Department of Rheumatology, Kings College London School of Medicine, Weston Education Centre, 10 Cutcombe Road, London SE5 9RS, UK

Rheumatoid arthritis (RA) varies over time in individual patients and there are marked differences between patients in its impact and progression. The course of RA is therefore unique to each individual patient and is affected by the overall pattern of disease; many patients have classical polyarticular disease but there is also a range of subtypes, such as fibromyalgic and polymyalgic disease. Some patients with RA enter a period of sustained remission; this varies between 10% and 36% of cases; its frequency is mainly influenced by the different approaches to studying RA patients over time, and does not represent a true difference in disease outcome.

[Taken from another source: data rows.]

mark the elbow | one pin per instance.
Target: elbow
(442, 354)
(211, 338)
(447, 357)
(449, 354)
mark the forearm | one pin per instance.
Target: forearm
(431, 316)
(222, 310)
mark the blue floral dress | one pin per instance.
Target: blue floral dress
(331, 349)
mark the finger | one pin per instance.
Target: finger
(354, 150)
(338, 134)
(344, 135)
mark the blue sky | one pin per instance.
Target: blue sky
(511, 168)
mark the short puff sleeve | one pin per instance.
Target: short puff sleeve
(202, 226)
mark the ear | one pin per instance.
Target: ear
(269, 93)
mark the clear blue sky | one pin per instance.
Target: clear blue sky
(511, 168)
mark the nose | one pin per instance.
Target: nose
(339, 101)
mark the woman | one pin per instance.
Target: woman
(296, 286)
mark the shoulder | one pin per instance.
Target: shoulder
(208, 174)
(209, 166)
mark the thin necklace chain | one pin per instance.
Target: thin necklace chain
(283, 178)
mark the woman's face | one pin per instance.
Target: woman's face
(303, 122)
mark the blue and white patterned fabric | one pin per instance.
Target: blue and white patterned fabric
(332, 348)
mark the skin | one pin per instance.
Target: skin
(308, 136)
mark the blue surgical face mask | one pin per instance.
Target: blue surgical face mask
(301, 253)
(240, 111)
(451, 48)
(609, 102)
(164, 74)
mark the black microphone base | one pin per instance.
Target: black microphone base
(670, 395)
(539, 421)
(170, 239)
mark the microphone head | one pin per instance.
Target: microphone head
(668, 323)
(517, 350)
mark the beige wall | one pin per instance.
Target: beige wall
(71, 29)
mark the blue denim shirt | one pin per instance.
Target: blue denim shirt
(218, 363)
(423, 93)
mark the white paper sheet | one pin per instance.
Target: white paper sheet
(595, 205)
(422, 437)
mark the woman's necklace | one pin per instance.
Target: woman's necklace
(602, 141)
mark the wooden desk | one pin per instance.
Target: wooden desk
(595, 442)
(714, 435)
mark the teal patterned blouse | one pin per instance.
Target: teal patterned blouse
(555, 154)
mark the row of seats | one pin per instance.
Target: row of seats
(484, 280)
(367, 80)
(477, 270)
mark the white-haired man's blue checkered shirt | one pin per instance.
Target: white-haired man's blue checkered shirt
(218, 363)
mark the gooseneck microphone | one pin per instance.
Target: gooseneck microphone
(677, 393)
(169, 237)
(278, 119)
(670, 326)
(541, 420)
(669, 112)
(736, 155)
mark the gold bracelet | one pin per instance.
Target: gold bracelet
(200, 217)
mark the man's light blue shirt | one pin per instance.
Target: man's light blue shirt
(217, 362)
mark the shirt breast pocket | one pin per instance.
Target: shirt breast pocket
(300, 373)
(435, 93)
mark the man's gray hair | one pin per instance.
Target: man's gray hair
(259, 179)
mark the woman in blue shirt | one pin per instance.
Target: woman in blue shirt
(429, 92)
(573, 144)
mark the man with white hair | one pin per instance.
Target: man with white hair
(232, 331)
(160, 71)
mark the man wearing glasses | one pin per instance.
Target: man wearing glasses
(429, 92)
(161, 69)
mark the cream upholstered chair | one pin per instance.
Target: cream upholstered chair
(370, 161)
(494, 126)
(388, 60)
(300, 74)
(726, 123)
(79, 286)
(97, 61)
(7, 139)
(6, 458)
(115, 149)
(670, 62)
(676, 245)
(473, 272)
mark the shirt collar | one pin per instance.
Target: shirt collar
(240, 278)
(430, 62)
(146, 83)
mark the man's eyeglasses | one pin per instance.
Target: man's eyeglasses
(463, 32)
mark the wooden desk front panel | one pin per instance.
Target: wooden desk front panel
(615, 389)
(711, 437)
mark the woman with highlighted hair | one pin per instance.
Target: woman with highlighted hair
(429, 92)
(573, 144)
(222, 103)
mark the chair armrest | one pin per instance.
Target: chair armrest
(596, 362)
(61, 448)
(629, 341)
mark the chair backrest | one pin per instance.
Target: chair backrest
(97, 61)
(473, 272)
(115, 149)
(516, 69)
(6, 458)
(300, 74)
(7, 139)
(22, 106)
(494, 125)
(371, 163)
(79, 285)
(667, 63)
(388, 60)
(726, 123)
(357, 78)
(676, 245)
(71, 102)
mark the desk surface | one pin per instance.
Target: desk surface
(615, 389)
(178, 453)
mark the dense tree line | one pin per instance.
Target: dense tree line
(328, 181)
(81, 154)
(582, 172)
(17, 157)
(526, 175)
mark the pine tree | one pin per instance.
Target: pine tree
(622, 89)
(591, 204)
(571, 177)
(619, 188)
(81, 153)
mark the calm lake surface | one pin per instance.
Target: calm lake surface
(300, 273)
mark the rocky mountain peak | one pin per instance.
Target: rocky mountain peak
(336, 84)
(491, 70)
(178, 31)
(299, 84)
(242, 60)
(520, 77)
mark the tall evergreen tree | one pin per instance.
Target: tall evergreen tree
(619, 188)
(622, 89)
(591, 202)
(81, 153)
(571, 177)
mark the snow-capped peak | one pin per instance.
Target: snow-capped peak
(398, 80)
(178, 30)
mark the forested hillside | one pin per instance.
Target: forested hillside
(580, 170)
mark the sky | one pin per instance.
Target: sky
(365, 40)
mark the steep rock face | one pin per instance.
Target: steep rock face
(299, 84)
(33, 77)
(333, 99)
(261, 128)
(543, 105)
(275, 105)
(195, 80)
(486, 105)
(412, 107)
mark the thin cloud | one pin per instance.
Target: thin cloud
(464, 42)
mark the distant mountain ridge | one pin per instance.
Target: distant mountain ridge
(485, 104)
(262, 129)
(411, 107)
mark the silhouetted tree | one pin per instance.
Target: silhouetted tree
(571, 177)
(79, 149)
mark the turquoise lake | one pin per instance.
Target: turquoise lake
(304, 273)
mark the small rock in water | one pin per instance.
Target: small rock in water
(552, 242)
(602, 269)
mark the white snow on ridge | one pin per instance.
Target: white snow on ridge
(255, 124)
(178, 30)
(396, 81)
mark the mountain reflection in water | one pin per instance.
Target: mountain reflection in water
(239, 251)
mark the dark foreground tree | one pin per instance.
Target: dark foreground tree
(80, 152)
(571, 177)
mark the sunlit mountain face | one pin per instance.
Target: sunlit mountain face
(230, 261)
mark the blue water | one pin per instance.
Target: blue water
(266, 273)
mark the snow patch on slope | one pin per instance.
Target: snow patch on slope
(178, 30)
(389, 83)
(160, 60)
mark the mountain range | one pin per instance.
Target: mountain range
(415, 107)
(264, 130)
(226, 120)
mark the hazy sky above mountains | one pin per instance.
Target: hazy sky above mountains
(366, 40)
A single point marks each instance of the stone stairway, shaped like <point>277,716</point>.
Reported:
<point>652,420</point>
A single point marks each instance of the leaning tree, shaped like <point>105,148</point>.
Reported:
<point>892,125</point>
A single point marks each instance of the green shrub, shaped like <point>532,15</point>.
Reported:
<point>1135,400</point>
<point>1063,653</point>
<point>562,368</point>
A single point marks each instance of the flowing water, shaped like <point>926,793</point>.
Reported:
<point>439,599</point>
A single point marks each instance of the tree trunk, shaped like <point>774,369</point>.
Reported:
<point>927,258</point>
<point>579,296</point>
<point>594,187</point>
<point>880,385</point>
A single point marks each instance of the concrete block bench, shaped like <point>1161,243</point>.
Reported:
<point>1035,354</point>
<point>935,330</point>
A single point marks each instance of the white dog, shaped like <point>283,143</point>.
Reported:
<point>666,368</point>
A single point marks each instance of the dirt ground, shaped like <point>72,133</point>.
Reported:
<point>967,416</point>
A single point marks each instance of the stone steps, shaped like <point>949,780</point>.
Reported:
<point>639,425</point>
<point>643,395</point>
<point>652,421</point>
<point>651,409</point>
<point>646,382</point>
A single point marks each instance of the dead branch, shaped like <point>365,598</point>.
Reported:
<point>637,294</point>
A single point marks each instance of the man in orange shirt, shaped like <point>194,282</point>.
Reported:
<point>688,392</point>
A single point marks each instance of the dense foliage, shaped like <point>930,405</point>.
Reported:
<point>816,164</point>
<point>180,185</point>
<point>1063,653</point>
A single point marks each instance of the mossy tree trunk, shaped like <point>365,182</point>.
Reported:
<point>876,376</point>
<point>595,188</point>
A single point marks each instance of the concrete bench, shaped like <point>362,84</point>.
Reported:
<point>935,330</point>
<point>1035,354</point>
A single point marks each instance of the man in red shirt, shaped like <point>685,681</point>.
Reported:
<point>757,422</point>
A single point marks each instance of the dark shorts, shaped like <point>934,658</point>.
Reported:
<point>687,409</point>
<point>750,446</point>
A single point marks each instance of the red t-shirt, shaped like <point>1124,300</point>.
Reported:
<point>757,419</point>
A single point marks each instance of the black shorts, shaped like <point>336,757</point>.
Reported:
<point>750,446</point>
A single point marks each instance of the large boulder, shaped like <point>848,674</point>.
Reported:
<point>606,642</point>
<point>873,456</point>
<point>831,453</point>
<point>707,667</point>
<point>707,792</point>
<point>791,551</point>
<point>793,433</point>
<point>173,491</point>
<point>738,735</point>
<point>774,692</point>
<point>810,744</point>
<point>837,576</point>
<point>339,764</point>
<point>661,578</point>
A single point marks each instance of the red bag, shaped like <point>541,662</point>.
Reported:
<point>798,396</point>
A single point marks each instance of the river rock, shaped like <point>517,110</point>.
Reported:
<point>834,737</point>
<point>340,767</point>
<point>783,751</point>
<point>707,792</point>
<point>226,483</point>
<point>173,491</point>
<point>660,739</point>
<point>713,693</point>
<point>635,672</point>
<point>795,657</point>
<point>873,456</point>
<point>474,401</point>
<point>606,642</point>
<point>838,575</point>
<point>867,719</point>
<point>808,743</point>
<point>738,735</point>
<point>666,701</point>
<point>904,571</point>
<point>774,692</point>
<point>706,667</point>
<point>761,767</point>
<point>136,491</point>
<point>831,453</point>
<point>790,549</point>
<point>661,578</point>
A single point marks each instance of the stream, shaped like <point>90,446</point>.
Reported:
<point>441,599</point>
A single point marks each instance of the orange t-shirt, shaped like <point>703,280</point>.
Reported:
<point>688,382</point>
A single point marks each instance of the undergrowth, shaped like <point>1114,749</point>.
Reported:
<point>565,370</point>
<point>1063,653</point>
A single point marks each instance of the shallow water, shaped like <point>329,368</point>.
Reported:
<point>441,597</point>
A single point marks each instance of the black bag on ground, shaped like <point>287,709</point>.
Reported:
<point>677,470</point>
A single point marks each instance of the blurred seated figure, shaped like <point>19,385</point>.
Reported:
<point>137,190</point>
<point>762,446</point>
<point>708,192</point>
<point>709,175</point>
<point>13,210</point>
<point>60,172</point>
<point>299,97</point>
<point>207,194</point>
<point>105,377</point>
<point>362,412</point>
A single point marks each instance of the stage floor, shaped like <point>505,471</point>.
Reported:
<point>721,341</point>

Most patients have persisting synovial inflammation and disease activity scores average between 3 and 4; there is some evidence that inflammation is less marked in late RA. Persisting synovitis results in increasing disability – this worsens by an average of 0.6% each year – and in joint damage, which increases by an average of 2% each year. Comorbidities and extra-articular features are commonplace: about one-third of patients, respectively, have associated cardiovascular disease, lung disease or extra-articular features, although severe extra-articular problems like vasculitis affect only about 10% of patients. Some aspects of the course of RA are influenced by genetic risks; currently these are only weak predictors but it is anticipated their value will increase with time.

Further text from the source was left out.